Quel est la place de la culture en Bosnie-Herzégovine aujourd’hui ? Est-ce que le gouvernement fait beaucoup ou peut-on plus trouver de culture underground à travers l’action des citoyens ?
On a toutes sortes d’arts, mais on n’a pas une industrie spéciale pour le promouvoir et le vendre. Les musiciens par exemple doivent faire la promo, les réservations, imprimer les CD, le merchandising, les designs de l’album ou des posters, et même des fois faire du collage dans les rues. DIY (Do it Yourself) la plupart du temps. Les lois pour les statuts des artistes sont incomplètes ou n’existent même pas. T’as pas de document disant officiellement que tu es un artiste ou musicien professionnel, et t’as pas d’assurance ou d’avantages fiscaux. J’imagine que si tu poses cette question au gouvernement, pour eux l’art ne devrait être qu’un loisir.

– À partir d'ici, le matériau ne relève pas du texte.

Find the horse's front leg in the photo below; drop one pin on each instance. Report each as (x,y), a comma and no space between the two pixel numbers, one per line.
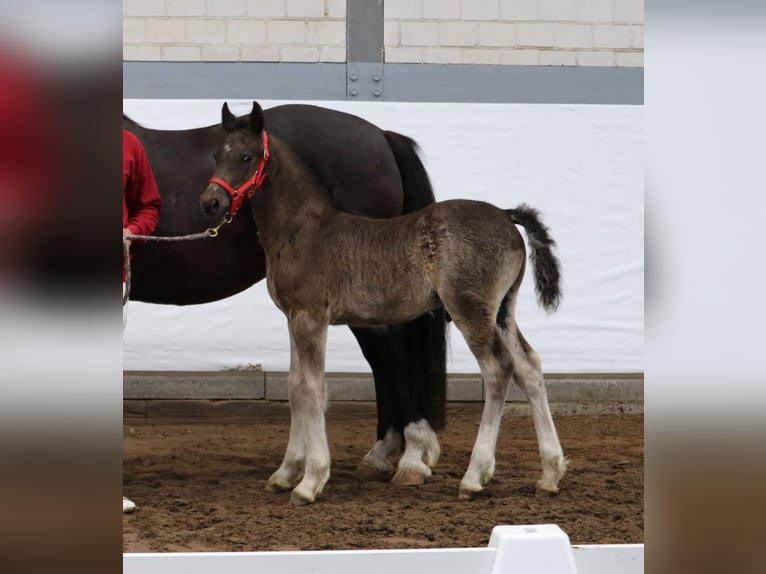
(308,398)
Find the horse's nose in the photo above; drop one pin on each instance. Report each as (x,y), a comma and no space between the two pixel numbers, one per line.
(211,207)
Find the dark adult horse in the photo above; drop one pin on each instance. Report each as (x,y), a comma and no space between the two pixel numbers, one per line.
(370,172)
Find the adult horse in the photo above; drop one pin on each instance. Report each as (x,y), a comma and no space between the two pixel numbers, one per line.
(371,172)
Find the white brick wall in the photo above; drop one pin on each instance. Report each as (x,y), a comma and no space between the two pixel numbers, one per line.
(515,32)
(234,30)
(505,32)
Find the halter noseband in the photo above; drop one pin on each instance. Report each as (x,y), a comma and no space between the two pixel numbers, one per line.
(247,189)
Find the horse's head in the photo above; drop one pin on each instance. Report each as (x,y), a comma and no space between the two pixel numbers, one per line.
(239,163)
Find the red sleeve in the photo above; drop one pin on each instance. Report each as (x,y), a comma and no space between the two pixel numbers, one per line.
(141,198)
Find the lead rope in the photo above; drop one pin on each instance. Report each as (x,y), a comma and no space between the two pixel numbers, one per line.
(209,232)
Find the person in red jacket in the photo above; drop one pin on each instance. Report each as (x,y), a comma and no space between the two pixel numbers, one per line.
(141,204)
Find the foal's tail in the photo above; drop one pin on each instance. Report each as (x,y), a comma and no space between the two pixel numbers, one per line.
(546,265)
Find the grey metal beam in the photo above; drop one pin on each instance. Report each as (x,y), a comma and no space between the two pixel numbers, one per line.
(403,82)
(364,31)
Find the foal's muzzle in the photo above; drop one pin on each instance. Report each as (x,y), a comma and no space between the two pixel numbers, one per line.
(214,201)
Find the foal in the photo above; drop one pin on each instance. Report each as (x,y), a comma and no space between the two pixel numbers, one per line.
(327,267)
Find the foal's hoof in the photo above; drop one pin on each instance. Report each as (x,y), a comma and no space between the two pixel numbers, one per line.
(299,499)
(367,473)
(408,478)
(544,492)
(465,494)
(277,486)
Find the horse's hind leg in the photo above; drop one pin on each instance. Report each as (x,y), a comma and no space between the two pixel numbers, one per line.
(381,459)
(528,375)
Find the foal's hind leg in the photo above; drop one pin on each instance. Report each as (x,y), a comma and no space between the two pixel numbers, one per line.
(528,375)
(496,364)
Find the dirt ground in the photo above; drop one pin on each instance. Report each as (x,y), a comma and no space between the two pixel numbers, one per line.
(199,482)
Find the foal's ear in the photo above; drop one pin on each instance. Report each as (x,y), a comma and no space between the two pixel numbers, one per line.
(228,119)
(256,118)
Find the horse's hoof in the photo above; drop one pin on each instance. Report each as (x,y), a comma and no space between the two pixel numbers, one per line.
(545,493)
(366,472)
(299,499)
(277,486)
(408,478)
(465,494)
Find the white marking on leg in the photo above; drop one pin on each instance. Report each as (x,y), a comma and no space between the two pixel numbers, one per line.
(421,449)
(528,376)
(384,452)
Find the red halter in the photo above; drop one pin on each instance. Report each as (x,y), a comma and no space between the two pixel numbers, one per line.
(247,189)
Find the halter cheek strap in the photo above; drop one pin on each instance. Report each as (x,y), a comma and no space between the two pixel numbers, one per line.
(247,189)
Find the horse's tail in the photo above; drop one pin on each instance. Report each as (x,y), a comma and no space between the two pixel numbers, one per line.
(427,335)
(546,265)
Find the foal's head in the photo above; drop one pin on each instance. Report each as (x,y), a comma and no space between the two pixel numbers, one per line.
(236,161)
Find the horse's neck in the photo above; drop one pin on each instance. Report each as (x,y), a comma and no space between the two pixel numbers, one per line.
(292,196)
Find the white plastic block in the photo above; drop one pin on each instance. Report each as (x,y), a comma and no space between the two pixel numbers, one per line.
(539,548)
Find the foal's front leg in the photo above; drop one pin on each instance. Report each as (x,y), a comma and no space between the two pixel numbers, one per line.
(291,469)
(308,397)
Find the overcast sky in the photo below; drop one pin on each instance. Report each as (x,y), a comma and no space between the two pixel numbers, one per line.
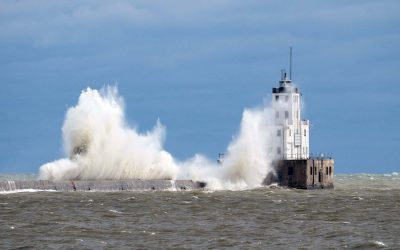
(196,65)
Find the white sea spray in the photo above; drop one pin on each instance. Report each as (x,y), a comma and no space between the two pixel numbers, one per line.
(99,144)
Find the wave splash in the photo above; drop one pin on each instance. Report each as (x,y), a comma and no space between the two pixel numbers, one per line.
(99,144)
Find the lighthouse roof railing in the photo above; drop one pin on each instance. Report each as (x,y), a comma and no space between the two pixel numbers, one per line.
(321,156)
(288,89)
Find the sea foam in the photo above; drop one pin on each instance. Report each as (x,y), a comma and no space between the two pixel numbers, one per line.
(99,144)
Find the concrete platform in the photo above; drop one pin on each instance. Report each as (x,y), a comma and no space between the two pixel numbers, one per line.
(103,185)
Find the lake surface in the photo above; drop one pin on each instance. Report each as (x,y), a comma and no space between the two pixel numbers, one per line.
(363,211)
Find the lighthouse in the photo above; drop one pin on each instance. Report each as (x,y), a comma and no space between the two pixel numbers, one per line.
(292,133)
(294,166)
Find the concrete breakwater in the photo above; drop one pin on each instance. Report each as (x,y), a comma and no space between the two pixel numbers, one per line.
(102,185)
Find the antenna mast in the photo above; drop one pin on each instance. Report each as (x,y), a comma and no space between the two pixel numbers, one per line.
(290,61)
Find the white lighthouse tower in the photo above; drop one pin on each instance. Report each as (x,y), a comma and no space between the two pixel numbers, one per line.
(291,132)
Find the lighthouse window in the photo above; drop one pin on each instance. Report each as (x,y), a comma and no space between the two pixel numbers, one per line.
(290,170)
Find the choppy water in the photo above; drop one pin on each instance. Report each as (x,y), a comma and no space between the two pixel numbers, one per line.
(363,211)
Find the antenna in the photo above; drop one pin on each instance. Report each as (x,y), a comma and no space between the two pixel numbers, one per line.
(290,60)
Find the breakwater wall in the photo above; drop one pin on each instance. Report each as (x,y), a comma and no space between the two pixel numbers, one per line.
(102,185)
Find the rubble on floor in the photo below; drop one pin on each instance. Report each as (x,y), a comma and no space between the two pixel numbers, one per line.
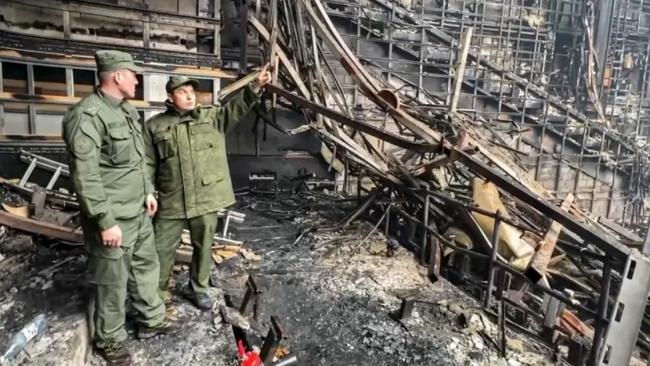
(332,298)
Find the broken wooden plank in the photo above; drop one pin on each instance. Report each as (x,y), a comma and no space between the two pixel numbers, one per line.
(537,269)
(41,228)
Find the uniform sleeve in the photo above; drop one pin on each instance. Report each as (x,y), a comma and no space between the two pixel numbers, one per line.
(83,141)
(236,108)
(150,156)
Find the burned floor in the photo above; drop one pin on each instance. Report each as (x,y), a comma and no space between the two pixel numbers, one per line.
(335,292)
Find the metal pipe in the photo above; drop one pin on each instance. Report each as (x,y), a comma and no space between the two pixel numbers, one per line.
(493,259)
(601,320)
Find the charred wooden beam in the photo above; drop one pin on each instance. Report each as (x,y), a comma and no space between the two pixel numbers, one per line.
(40,227)
(389,137)
(600,239)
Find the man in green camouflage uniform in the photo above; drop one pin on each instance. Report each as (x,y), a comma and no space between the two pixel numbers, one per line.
(186,155)
(103,135)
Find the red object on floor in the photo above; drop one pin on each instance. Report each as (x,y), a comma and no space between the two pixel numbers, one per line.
(250,358)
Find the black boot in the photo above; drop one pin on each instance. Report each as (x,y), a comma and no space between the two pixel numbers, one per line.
(115,354)
(166,327)
(200,300)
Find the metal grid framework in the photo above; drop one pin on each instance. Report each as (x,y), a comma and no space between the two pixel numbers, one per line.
(543,42)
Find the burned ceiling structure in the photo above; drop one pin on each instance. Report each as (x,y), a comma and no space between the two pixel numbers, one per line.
(503,143)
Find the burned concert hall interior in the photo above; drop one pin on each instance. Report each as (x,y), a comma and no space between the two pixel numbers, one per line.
(324,182)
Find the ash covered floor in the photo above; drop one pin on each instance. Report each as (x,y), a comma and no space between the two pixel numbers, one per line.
(331,291)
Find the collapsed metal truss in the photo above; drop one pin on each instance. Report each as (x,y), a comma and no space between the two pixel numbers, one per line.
(414,155)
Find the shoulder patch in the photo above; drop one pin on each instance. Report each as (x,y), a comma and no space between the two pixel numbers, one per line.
(82,144)
(91,111)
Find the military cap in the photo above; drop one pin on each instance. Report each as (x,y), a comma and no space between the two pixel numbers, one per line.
(176,81)
(111,60)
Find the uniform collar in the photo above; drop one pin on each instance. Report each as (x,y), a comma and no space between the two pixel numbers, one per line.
(110,100)
(185,115)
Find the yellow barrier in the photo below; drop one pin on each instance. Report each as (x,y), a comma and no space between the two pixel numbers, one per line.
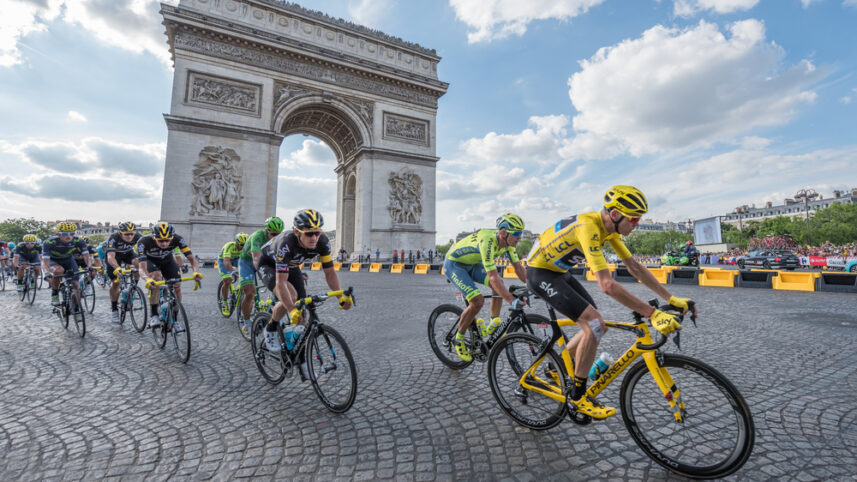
(795,281)
(718,277)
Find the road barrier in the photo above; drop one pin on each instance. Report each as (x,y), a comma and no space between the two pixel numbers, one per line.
(717,277)
(755,279)
(838,282)
(795,281)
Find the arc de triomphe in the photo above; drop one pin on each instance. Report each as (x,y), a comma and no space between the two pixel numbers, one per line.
(250,72)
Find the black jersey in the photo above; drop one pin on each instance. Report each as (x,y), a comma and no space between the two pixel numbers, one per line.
(117,244)
(285,251)
(147,247)
(55,249)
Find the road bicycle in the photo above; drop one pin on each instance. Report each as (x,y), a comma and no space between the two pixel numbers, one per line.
(443,325)
(132,300)
(234,298)
(70,305)
(28,292)
(330,366)
(174,323)
(686,416)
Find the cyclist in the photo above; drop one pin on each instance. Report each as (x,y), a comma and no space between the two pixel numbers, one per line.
(284,254)
(27,252)
(58,256)
(226,261)
(471,261)
(155,254)
(579,238)
(120,251)
(248,260)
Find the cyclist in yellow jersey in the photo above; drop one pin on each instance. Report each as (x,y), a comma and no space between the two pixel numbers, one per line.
(471,261)
(579,239)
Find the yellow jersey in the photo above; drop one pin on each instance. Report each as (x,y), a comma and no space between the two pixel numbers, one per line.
(572,241)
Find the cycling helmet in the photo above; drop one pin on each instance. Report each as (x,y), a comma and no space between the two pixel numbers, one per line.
(66,227)
(307,219)
(628,200)
(511,222)
(274,225)
(163,231)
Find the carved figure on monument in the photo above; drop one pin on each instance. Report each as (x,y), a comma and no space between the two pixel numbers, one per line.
(216,183)
(405,197)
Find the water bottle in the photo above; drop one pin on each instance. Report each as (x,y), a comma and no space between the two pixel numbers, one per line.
(600,366)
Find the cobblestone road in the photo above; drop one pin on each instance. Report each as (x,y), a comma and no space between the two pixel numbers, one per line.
(113,406)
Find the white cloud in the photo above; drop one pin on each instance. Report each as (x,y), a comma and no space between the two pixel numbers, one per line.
(689,8)
(674,89)
(495,19)
(75,116)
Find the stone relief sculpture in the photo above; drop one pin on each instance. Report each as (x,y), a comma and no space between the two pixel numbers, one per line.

Quand on parle de la Bosnie-Herzégovine ou des Balkans en France, les gens pensent à la guerre, aux réfugiés ou à l’Etat Islamique de nos jours. Est-ce que tu as quelque chose à leur dire pour qu’ils changent leur point de vue ?
Quand on entend parler de la France, on parle de la Tour Eiffel et seulement cette partie de Paris. Certains d’entre nous ont même une photo là-bas. Je n’ai jamais vu d’autres villes de France à la TV, j’imagine que la province est désertique. N’est-ce pas ? T’as quelque chose à dire pour me faire changer mon point de vue ?
En France, on a eu un débat très fort sur le mariage pour tous. C’est quoi ton opinion à toi ?
Le mariage ça veut dire amour et sexe. Ces deux choses ne peuvent pas être le mal. Détester, violer, tuer, molester, ça c’est le mal, et ce n’est pas pas dans la définition du mot mariage.
On peut espérer quoi pour toi dans le futur ? Peut-être te voir en France un de ces jours ?
Personne ne m’a invitée en France… pour le moment ! Je suis passé en Suisse il y a quelques jours. Fallait venir me voir jouer.
Dernière question, à part toi, il y a des sons à écouter des Balkans en ce moment ?
Oh oui ! Va voir mes musiques et ensuite clique sur vidéos communes sur Youtube. Surtout ne va pas chercher sur Google des choses comme « Balkan Rap », « Balkan Rock » ou « Balkan quoi que ce soit » parce que tu auras sûrement le pire des Balkans. »
Merci à Sassja et à Maja pour cette interview.